カストディサービスは、回復性やセキュリティ面で優位性があり、信頼できる中央集権サービスは、盗難や悪意ある行為が発生した際に保険付きでユーザーを支援できる。
一方で、ノンカストディサービスはスマートコントラクトの脆弱性リスクを抱え、コードのバグや悪用によって資金が盗まれる可能性がある。また、ユーザーが秘密鍵やアカウントアクセスを失えば、ほぼ取り戻せない。
もし資産運用会社が、資金を実際に保管せず、技術的にユーザーの資産を管理できるなら、多くの規制上の問題を解決できる。
例えば、スマートコントラクトはオラクルや事前設定されたロジックを通じて投資戦略を実行し、運用会社の戦略に従った預金者に対して、利益が自動的に適切に分配されることを保証できる。
自己主権アイデンティティ(SSI)が規制当局に普及すれば、熟練のマネージャーは既存顧客のみが利用可能なローカル戦略を作成することも可能になる。これにより、暗号資産のメリットを享受しつつ、規制リスクを増やさずに済む。
実際、分散型取引所の1inchやUniswap、貸借サービスのMaker、Compound、前述のYearnや有名プロジェクトSolvなどは、いずれもノンカストディ方式を採用している。

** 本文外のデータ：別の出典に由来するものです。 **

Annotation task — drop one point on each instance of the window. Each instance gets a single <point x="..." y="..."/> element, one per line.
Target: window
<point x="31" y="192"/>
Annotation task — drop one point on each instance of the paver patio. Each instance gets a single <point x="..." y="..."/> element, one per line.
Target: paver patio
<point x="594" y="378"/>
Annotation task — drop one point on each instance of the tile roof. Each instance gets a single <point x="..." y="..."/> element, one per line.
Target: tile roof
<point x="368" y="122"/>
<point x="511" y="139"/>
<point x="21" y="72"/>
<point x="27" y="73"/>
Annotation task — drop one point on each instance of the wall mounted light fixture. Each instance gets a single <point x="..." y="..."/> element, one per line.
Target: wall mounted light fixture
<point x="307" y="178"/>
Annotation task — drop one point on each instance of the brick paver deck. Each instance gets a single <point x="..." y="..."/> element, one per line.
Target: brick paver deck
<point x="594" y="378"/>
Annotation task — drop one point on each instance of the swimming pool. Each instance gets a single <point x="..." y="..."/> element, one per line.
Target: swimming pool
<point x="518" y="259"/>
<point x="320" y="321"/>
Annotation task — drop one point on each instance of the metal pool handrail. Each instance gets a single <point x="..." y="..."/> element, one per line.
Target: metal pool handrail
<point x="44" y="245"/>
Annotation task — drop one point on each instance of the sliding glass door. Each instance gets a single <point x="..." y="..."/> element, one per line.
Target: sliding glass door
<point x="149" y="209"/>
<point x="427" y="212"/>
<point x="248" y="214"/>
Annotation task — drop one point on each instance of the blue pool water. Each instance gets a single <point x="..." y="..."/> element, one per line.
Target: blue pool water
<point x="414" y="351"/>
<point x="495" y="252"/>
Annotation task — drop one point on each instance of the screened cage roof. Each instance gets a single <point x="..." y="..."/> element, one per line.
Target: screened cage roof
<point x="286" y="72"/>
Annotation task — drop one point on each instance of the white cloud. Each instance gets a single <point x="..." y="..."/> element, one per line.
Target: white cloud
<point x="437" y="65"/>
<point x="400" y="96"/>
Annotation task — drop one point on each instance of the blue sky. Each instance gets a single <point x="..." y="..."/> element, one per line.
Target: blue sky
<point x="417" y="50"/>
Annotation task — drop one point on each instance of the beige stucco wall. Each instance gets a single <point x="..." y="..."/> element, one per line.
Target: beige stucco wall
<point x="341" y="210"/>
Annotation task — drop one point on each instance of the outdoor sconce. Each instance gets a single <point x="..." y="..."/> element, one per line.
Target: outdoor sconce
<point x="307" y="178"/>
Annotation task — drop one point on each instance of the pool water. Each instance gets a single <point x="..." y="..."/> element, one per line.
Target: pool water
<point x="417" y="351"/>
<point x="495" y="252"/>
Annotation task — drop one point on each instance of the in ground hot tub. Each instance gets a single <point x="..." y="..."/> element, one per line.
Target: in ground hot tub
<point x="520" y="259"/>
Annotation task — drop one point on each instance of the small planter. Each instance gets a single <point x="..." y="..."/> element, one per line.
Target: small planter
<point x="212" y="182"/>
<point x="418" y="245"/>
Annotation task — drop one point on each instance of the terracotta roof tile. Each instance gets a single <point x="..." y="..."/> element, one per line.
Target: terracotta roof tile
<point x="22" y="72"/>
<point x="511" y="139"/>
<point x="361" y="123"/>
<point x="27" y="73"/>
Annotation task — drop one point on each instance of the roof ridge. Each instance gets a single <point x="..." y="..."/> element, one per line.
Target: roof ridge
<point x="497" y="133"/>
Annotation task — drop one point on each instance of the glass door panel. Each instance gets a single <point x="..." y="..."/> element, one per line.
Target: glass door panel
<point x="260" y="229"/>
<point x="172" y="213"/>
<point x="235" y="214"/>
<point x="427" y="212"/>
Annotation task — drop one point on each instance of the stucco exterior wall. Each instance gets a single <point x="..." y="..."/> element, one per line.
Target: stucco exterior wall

しかし資産運用業界では、ノンカストディ方式の最大の障壁は依然として規制にある:
1940年代、米国は『投資会社法』を制定し、ファンドマネージャーが自ら資産を保管することを禁止。SECの規定を満たす第三者の適格なカストディアンを求める必要がある。

最終的な突破口は、SEC認定のカストディ機関がノンカストディ方式を提供するか、あるいは特定の基準でノンカストディ技術を認証することかもしれない。
とはいえ、規制当局との駆け引きは、まずは米国のテック大手に任せておこう。
その影響もあり、現在の暗号資産運用(Asset Management)の姿は次のようになっている:

伝統的資産運用の規模と比較すると、今の市場規模が小さい分、将来のチャンス(またはリスク)は大きいのではないか?